Deuxième besoin : des soignants en nombre suffisant. Je m'interroge : faut-il se réjouir de la fin du numerus clausus ? En commission, vous avez refusé notre amendement qui visait à inscrire dans la loi une hausse réelle du nombre de médecins formés. Et que dire du nombre de soignants dans les établissements de santé, en particulier dans nos EHPAD ? Cela fait un an, madame la ministre, que Mme Iborra et moi-même vous avons recommandé de fixer un ratio minimal de soignants auprès des résidents pour mettre fin à la maltraitance institutionnelle. À cette heure, rien, absolument rien, n'a été fait pour remédier à cette accablante situation.
Je ne peux croire, madame la ministre, que le mot « maltraitance » ne vous fasse pas réagir, que vous arriviez à faire abstraction de cet horrible constat. Vous seule avez les moyens d'agir. Pourriez-vous le faire le plus rapidement possible, s'il vous plaît ? Ce serait gentil…
Troisième besoin : une répartition équitable de soignants sur tout le territoire. Vous dites vouloir des mesures incitatives pour pallier la désertification médicale. Ne faites pas semblant, madame la ministre, vous savez, comme nous tous ici, qu'elles ont démontré leur inefficacité. Le conventionnement sélectif, en revanche, a déjà fait ses preuves pour les infirmiers, les sages-femmes ou encore les kinésithérapeutes. Avec votre projet de loi, les zones rurales devront se contenter d'une médecine à distance, par écran interposé, en télésoin ou en télémédecine.
Quatrième besoin : le travail d'équipe. Le turnover à l'hôpital nuit gravement au travail d'équipe et à la continuité des soins. Le projet de loi favorise le recours aux contractuels et encourage les médecins hospitaliers à pratiquer la médecine libérale. Votre objectif inavoué est-il donc de créer un grand mercato de la médecine ?

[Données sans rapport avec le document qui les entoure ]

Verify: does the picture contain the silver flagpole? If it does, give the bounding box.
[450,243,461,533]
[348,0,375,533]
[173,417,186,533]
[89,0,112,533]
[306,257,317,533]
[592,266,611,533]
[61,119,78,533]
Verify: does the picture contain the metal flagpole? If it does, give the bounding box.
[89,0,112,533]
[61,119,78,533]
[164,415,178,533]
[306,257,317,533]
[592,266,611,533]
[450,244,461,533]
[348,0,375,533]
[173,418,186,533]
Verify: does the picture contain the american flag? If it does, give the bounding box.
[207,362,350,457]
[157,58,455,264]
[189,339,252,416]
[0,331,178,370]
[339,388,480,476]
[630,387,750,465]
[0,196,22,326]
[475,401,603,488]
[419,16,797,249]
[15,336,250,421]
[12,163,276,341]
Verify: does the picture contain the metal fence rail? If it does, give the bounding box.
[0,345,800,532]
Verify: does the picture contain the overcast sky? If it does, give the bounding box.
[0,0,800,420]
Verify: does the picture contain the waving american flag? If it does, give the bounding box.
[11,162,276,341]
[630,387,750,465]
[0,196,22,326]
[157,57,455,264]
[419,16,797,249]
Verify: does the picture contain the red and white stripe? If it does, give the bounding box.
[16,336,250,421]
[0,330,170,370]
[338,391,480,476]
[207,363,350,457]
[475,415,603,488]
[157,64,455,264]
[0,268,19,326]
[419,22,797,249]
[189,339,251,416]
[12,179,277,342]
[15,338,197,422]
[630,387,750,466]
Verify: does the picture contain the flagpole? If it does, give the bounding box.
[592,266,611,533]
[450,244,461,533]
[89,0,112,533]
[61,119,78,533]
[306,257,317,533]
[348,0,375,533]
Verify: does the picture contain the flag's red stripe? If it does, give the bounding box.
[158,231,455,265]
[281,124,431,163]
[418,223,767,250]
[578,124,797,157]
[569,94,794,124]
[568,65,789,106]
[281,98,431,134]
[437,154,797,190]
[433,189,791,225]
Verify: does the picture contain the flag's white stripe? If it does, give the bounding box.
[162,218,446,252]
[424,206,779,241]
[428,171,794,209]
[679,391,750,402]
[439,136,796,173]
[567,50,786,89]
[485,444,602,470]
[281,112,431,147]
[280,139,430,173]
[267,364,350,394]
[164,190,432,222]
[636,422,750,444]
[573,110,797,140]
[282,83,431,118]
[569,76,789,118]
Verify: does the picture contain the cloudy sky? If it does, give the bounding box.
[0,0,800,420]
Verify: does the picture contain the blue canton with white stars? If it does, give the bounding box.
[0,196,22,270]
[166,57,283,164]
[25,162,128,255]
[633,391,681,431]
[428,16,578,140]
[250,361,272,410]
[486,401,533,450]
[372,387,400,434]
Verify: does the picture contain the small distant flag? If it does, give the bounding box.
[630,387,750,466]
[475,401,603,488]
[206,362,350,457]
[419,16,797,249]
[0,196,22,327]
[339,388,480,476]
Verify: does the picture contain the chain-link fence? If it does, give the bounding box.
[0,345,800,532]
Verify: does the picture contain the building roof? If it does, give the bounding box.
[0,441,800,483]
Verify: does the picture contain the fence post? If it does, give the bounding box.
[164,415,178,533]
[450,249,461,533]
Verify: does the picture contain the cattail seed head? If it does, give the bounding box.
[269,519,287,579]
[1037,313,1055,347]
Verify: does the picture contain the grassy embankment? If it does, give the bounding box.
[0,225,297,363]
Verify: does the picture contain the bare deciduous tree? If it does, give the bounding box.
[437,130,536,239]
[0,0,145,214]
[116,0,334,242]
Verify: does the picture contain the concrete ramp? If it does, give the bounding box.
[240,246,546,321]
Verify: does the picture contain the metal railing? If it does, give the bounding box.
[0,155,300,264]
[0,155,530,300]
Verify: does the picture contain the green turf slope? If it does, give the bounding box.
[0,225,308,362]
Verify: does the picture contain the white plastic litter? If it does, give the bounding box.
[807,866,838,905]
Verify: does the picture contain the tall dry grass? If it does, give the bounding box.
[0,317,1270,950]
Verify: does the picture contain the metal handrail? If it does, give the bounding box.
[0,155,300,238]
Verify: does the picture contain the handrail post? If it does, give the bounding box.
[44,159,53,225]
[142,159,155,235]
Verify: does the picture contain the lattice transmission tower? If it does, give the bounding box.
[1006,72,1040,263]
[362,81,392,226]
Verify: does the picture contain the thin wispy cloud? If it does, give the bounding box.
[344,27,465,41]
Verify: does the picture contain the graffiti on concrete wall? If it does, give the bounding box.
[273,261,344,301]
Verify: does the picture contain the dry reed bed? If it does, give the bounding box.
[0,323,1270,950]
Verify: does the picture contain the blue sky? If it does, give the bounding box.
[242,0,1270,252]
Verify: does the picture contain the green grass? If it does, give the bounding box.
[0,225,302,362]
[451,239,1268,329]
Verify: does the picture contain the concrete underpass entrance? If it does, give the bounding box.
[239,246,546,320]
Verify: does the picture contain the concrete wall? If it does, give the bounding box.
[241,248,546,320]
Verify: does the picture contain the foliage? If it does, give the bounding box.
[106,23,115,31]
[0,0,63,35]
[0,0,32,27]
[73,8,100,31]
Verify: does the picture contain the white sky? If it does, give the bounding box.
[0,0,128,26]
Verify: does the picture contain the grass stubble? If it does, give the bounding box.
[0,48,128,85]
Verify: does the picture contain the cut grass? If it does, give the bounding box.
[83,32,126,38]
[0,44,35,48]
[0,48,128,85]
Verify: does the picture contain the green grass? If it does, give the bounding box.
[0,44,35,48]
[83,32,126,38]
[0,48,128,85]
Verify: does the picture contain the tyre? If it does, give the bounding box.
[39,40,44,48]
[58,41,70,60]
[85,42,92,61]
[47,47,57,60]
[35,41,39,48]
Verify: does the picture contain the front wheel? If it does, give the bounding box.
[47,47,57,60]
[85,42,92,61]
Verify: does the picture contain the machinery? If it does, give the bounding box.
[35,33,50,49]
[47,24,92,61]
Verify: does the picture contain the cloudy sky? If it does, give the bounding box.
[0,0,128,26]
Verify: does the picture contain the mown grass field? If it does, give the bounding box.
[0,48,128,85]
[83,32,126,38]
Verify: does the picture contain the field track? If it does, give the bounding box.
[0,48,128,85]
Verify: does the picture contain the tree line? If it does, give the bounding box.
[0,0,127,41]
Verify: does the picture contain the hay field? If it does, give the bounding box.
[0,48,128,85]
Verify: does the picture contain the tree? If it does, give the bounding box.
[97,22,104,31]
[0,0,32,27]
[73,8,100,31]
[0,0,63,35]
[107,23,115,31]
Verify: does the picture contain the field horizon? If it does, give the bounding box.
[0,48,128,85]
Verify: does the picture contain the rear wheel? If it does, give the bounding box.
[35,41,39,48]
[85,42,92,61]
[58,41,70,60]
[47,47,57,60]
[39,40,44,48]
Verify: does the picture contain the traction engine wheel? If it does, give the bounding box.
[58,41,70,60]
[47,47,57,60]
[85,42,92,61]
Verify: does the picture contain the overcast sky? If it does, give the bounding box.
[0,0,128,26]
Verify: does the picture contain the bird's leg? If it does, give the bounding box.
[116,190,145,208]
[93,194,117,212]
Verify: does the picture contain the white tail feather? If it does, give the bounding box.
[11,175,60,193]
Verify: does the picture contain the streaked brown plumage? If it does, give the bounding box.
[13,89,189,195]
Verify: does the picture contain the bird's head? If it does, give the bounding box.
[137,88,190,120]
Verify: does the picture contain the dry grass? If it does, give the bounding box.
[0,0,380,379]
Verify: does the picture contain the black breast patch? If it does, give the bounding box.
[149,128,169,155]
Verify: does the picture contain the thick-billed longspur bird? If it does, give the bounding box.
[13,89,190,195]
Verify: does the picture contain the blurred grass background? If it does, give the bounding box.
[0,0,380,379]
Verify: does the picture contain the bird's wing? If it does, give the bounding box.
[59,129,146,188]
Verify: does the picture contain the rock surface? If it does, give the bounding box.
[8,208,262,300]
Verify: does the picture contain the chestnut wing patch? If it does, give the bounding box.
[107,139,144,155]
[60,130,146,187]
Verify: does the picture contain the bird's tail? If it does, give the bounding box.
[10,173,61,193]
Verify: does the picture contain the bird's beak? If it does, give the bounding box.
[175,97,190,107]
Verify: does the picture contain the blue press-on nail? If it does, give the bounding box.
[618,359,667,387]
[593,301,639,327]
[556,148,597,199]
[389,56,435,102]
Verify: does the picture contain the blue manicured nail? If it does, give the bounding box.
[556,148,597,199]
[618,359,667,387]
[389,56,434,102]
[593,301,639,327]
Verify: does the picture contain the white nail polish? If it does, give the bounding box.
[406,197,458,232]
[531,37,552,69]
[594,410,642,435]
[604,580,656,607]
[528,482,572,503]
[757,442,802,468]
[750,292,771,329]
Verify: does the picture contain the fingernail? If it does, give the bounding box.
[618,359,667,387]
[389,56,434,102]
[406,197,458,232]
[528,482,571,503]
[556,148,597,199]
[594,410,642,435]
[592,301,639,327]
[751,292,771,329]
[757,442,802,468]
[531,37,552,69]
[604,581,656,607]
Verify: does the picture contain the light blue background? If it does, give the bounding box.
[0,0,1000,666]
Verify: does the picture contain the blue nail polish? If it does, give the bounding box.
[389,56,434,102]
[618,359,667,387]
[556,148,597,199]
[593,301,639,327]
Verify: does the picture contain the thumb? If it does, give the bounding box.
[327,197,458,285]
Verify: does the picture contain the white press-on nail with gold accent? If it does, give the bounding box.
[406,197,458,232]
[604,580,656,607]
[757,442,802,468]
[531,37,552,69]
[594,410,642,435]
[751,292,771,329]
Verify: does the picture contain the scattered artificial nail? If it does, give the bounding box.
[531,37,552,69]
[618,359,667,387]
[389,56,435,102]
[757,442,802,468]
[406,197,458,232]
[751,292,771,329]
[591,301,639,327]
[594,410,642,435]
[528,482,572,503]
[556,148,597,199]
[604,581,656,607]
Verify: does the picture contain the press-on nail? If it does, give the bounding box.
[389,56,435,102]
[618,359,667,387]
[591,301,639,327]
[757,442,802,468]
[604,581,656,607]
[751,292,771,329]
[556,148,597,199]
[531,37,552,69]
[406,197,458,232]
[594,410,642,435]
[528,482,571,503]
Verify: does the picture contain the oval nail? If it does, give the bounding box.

Cinquième besoin : un accès à la santé pour tous. Je vous pose une petite devinette : est-ce en autorisant la pratique des dépassements d'honoraires dans les établissements de santé d'intérêt collectif, en fermant des hôpitaux et des maternités et en favorisant une médecine libérale moins bien remboursée et mal répartie sur le territoire que vous allez faciliter l'accès à la santé pour tous les Français ?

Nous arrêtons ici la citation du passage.